1Step 1: Understand Ideal Gas Law

To solve these types of problems, we need to use the Ideal Gas Law, which is given by the equation: \[ PV = nRT \] where \( P \) is pressure in pascals (Pa), \( V \) is volume in cubic meters (m³), \( n \) is the number of moles, \( R \) is the universal gas constant (8.314 J/mol·K), and \( T \) is temperature in Kelvin (K).

2Step 2: Convert Units for Part (a)

For part (a), convert the volume from liters to cubic meters: \( V = 2.25 \text{ L} = 2.25 \times 10^{-3} \text{ m}^3 \).Convert the temperature from Celsius to Kelvin: \( T = 37 + 273.15 = 310.15 \text{ K} \).Convert the pressure from kPa to Pa: \( P = 97.99 \text{ kPa} = 97990 \text{ Pa} \).

3Step 3: Calculate the Number of Moles for Part (a)

Rearrange the Ideal Gas Law to solve for \( n \): \[ n = \frac{PV}{RT} \]Substitute the values: \( n = \frac{97990 \times 2.25 \times 10^{-3}}{8.314 \times 310.15} \). This gives \( n \approx 0.0857 \text{ moles} \).

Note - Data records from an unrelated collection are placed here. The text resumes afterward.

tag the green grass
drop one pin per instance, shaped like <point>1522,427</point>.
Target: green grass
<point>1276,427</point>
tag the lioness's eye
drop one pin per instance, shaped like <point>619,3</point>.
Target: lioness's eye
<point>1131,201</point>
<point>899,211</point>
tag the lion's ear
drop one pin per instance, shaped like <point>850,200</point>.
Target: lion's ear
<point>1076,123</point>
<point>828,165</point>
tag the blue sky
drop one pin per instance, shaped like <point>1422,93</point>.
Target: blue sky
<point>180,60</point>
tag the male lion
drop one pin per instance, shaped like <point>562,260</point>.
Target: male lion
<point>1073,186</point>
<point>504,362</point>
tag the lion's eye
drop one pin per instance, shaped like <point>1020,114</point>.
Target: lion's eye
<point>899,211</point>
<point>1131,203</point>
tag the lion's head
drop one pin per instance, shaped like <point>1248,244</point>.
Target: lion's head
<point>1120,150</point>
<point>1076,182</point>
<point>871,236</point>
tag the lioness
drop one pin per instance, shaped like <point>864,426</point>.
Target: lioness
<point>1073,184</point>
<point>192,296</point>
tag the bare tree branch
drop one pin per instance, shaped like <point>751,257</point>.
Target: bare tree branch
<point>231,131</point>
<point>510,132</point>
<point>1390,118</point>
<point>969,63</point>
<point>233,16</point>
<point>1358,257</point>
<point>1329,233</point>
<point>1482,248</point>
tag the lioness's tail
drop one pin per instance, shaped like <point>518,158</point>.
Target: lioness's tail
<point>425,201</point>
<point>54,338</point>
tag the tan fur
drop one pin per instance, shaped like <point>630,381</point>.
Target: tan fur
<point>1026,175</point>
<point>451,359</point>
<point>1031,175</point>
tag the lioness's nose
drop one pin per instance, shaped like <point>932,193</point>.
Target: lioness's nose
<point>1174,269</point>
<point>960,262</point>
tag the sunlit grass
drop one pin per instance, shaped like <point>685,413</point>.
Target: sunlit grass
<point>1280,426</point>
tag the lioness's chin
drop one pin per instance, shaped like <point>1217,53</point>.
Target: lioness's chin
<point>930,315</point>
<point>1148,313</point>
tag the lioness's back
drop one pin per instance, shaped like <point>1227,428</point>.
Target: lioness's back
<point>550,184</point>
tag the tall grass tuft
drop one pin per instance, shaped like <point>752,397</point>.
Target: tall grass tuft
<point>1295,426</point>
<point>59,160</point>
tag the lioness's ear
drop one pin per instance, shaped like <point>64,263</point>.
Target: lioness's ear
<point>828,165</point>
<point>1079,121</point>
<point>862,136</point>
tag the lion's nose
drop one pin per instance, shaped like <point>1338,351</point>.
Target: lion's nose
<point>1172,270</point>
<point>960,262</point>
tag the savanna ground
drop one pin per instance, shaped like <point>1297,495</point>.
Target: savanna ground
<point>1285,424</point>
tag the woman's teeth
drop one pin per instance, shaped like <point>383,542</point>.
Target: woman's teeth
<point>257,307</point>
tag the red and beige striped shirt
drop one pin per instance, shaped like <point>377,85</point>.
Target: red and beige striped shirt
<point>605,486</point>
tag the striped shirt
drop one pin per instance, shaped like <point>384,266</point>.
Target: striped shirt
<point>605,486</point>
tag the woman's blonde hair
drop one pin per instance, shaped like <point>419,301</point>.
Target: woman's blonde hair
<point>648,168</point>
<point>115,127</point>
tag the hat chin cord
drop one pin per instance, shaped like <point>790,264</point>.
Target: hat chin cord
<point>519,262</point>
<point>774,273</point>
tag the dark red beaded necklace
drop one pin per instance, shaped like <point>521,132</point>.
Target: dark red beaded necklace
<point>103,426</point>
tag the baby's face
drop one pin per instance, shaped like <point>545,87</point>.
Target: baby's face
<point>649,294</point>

4Step 4: Calculate the Number of Molecules for Part (a)

Use Avogadro's number to find the number of molecules: \[ N = n \times 6.022 \times 10^{23} \]Substitute the value of \( n \) from Step 3: \( N = 0.0857 \times 6.022 \times 10^{23} \), which results in \( N \approx 5.16 \times 10^{22} \) molecules.

5Step 5: Convert Units for Part (b)

For part (b), convert the lung capacity from liters to cubic meters: \( V = 5.0 \times 10^3 \text{ L} = 5.0 \text{ m}^3 \).Convert the temperature from Celsius to Kelvin: \( T = 0 + 273.15 = 273.15 \text{ K} \).Convert the pressure from kPa to Pa: \( P = 101.33 \text{ kPa} = 101330 \text{ Pa} \).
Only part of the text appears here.